When it came to writing this list I wanted to save the very best for movies that really got a response out of me. While Sinister has its jump scares and Saw is a tension filled roller coaster, the following two movies provoked genuine terror and sadness from me. The first of these two films is, The Descent. The film is about a group of six friends who go on a spelunking trip. The main focus of the film is Sarah (Shauna Macdonald), who just one year ago survived a car crash that claimed the lives of her husband and daughter. The trip is meant to be a reunion of sorts between friends and when they enter the cave, everything seems to be fine. However, after a collapse near the entrance the leader of the group Juno (Natalie Mendoza) admits that they have entered an unexplored cave and that rescue is unlikely. As they press on though, they find evidence of prior expeditions, leaving the group to wonder why the cave remained unclaimed. Deeper into the cave they come across humanoid creatures that attempt to drag off and kill each one. What remains is a fight to survive and escape. The acting in the film is top notch and given the claustrophobic setting, it is easy to get chills even when the group is standing still. This is by far the most intense film on the list and convinced me to never seek out caves.

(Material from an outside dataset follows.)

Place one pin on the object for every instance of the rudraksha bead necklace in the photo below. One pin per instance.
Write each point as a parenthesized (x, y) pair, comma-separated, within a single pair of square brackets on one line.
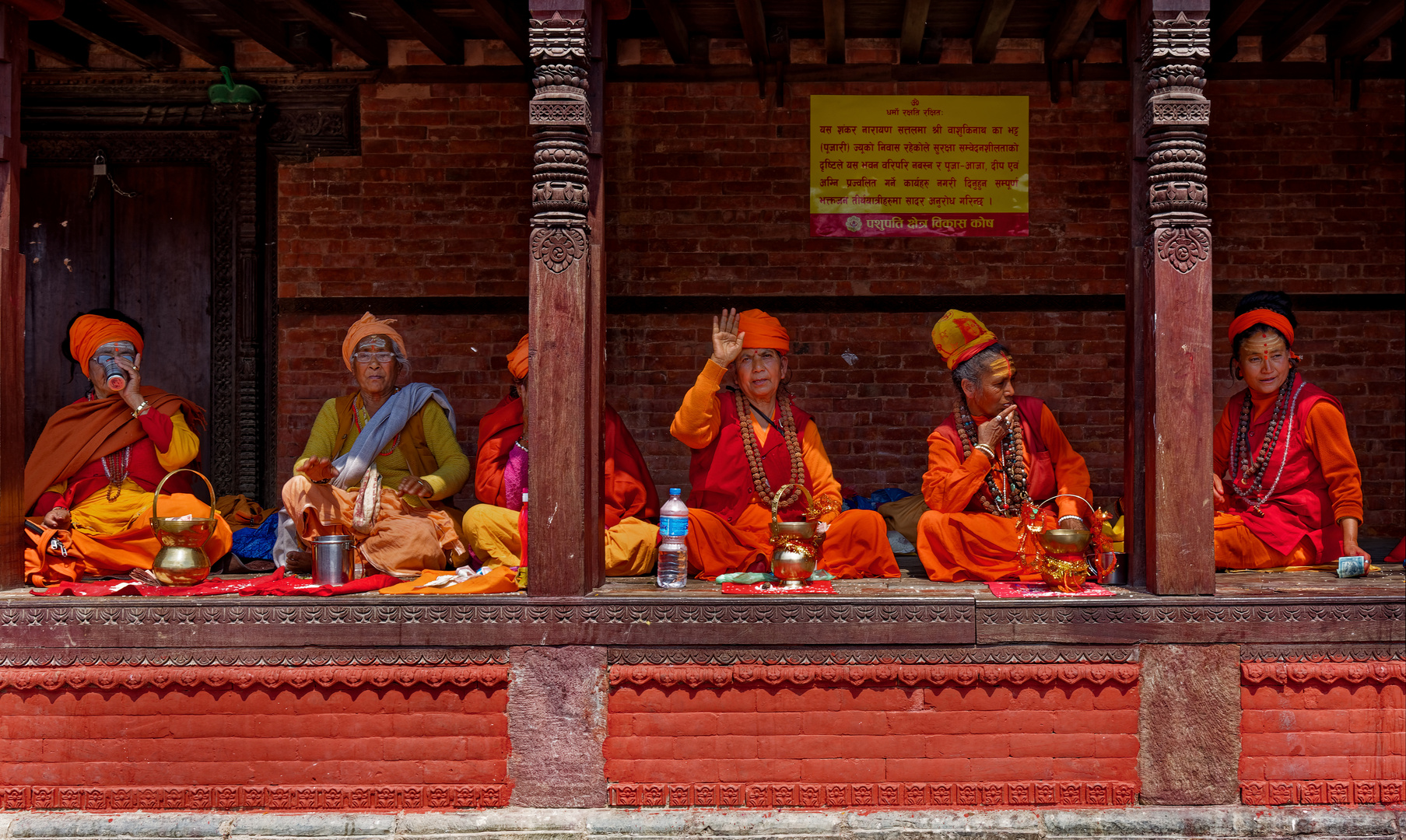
[(1010, 464), (754, 450), (1246, 475)]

1.) Drag Me to Hell (2009)

Taking place over the course of three days, Drag Me to Hell is the story of Loan Officer, Christine Brown (Alison Lohman) and the fight for her soul. After rejecting an old woman’s request for an extension on her mortgage, a curse is placed on Christine. She will be tormented by a dark spirit for three days, and on the final day she will be dragged to Hell. This movie does not waste any time in trying to scare the viewer. Almost immediately after the woman places the curse on Christine, dark and mysterious things begin happening to her. She hallucinates, furniture is thrown around her house and she is driven to the brink of insanity. The lengths she goes to undo the curse are frightening and will strike a chord with any viewer. The fear experienced in this film is not so much because of what is on screen, but because of the emotional ordeal the main character is going through. This was the film that evoked that feeling of complete and utter despair. The movie does such a good job connecting you with the main character that you feel every emotion she does. While all ten films would make a good inclusion on a Halloween movie binge, Drag Me to Hell is where the conversation should begin and end.

Until next time.

Dennis Campbell is a Circulation Clerk at the Willowick Library.